The EU Budget negotiations have not run as smoothly as in previous years. In the past, the process was simple: everyone sits down, agrees to pay more cash to Brussels then off for champagne and canapes.
Then David Cameron shook things up a bit, pressing for an EU budget cut given the austerity member states are implementing. He secured an agreement with the other national leaders – which should have gone further, but was still an improvement on what went before.
On Wednesday, the European Parliament voted against the proposal. It wasn’t the final vote, but it was intended as a blocking measure to force the collected national governments to rethink their decision. The fact that various federalists in the Parliament tried to make the ballot secret – a scandalous attempt to avoid public scrutiny – shows that they know how unpopular that step is.
You would be hard-pressed in Britain to find anyone who thinks that while we are trying to save money at home, we should be paying even more to wasteful, undemocratic EU institutions. So how did British MEPs vote in our name?
Voted for the budget cut
Conservatives: Marta Andreasen, Richard Ashworth, Robert Atkins, Philip Bradbourn, Martin Callanan, Giles Chichester, Nirj Deva, Vicky Ford, Jacqueline Foster, Ashley Fox, Julie Girling, Daniel Hannan, Malcolm Harbour, Syed Kamall, Sajjad Karim, Timothy Kirkhope, Emma McClarkin, Anthea McIntyre, Jim Nicholson, Struan Stevenson, Robert Sturdy, Kay Swinburne, Charles Tannock, Geoffrey van Orden and Marina Yannakoudakis.

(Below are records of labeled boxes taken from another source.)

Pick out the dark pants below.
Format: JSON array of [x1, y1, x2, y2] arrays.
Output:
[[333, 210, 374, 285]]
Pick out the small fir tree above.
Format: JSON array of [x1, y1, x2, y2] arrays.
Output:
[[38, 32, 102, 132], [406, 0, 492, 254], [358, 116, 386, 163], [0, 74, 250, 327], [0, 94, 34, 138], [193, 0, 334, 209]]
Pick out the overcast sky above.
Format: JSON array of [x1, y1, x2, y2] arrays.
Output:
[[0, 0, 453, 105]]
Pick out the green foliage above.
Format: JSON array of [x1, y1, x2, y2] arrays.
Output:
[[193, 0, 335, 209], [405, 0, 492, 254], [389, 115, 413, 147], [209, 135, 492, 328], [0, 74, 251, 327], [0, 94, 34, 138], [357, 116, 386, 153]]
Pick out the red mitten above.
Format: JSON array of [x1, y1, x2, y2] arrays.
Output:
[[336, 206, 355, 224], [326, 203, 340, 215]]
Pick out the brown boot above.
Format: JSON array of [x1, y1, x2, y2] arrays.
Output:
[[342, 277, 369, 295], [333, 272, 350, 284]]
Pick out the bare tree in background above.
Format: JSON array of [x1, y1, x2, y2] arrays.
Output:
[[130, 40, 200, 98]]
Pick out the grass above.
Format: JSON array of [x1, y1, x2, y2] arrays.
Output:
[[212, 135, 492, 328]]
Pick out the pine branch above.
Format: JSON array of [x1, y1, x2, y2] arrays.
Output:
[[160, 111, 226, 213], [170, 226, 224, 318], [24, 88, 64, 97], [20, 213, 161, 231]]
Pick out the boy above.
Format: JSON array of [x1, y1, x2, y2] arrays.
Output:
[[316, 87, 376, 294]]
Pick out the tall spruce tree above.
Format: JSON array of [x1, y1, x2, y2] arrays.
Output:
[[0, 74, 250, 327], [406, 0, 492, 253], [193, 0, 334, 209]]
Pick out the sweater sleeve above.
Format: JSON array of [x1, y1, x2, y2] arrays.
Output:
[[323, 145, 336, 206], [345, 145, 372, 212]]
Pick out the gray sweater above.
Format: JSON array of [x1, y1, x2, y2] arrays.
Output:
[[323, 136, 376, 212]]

Labour: Michael Cashman, Mary Honeyball, David Martin, Linda McAvan, Arlene McCarthy, Brian Simpson, Catherine Stihler, and Glenis Wilmott
DUP: Diane Dodds
Ex-BNP: Andrew Brons
Voted against the budget cut
Liberal Democrats: Catherine Bearder, Philip Bennion, Chris Davies, Andrew Duff, Fiona Hall, Sarah Ludford, Edward McMillan-Scott, Rebecca Taylor and Graham Watson
UKIP: Stuart Agnew, Gerard Batten, Godfrey Bloom, Derek Clark, Nigel Farage, Roger Helmer and Mike Nattrass
Labour: Claude Moraes, Peter Skinner
Greens: Jean Lambert and Keith Taylor
Plaid Cymru: Jill Evans
BNP: Nick Griffin
So there we have it. I imagine that the Lib Dems are going to have some explaining to do, voting against the deal that their own party supported in Westminster.
As for UKIP, they are trying to rationalise away voting against a measure to save British taxpayers’ money by explaining that they want there to be no EU budget at all. That’s fine, but it isn’t a justification for voting for a bigger, more expensive Brussels right now.
As a Tory source points out, if UKIP vote this way in the final budget ballot then they may well be lining up with federalists to deliver an EU budget that grows every year…probably not the story they want to tell back home.